The goal is to extend Apach Nutch with a comfortable web based administration user interface to monitor, configure and manage one or a set of Nutch search system instances through the REST-API. This will tie together a number of issues, ultimately resulting in a Nutch 2.0 Webapp
|Table of Contents|
Have a distribution of nutch that only needs to be decompressed and can be started in three different modi.
- Starting nutch in a single master mode - starts a local map reduce nutch instance by launching a simple nutch admin gui.
- Starting nutch in a multi master mode - starts nutch jobtracker, namenode and admin gui.
- Starting nutch in a worker mode - starts data node and trasktracker.
Command line administration and configuration as it is used today should be still available. The described admin gui can never replace a fine tuned, shell script administered nutch, but it can help to get users faster and easier started with nutch. A easy to use webbased configuration and administration gui would also help to increase the user basis of nutch.
This link provides the best working prototype of an example admin gui, it also provides a heap of material relating to what kind and level of functionality the Nutch webapp should support.
A New Nutch Instance
Example Crawl 1
Example Crawl 2
Example Crawl 3
Description Admin Gui:
There are three main functionalities of the admin gui
- Be able to start all nutch tools like the fetch tool by an api call. This requires some minor changes in some tools that contain some simple logic processing already in the main method.

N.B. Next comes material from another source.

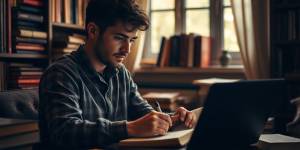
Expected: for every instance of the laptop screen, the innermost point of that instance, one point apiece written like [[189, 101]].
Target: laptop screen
[[235, 113]]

- Api based job starting from a container and also the ability to have multiple instances running in one jvm require the ability to pass a nutch conf instance within the call stack.
- working folder centralized data storage. For example storing index inside a segment folder, to be able to connect indexes and segement data physically.
- Segment status tracking is required to allow or prohibit functionality in the admin gui. This can simple realized by writing status identify files into the folder as partly already done with index.done.
- add gui related information like, valueType, validationPattern, defaultValue to configuration file.
Starting processes in seperated JVMs as tasktracker does? Split configuration file into pieces of add category node.